Republicans seize redistricting edge as Virginia court blocks Democratic maps

Republicans seize redistricting edge as Virginia court blocks Democratic maps

Republicans are heading into November's midterm elections with a substantial advantage in the redistricting wars, after a Virginia supreme court decision Friday blocked new congressional maps that voters had approved just weeks earlier.

The Virginia court ruled 4-3 that the state legislature had failed to follow proper constitutional procedures when it approved the maps, which voters then ratified through a referendum last month. The decision prevents implementation of districts that could have given Democrats as many as four additional House seats, a significant reversal for the party's efforts to counter aggressive Republican gerrymandering across multiple states.

President Trump called the ruling a "huge win for the Republican Party, and America," underscoring the stakes in a cycle where control of the House hangs in the balance. Republicans celebrated the outcome as part of a broader redistricting advantage they have assembled heading into the fall campaign.

The landscape favors the GOP. Texas, North Carolina, and Missouri have enacted new maps capable of eliminating as many as seven Democratic representatives from their seats. California voters, by contrast, approved a new map that could cost Republicans as many as five seats, though that Democratic victory pales against Republican gains elsewhere.

The Virginia ruling sits within a larger context.
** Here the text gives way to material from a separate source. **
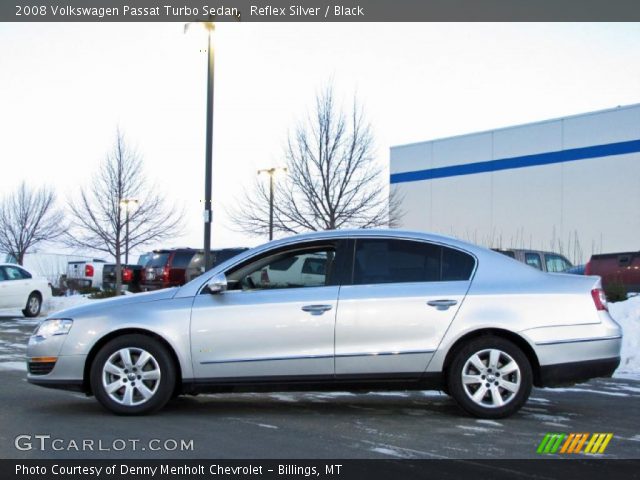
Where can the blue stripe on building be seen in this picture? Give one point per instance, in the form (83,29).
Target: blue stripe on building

The U.S. Supreme Court's recent decision weakening the Voting Rights Act has given Republican-led states new latitude to redraw districts, including breaking up majority-Black districts whose voters typically support Democrats. Southern legislatures have moved aggressively to exploit this opening, redrawing their congressional maps in ways that could reshape the House delegation for years.

Democrats have vowed to continue fighting the Virginia decision, but the court's action represents a stinging setback to their broader strategy of using ballot initiatives and legal challenges to reverse Republican advantages baked into maps from the 2020 redistricting cycle. With the midterms less than six months away, the window for Democrats to gain ground through redistricting appears to be closing.

Author James Rodriguez: "Republicans have turned redistricting into a machine that works, and the courts keep letting them. November could cement a House advantage that lasts for a decade."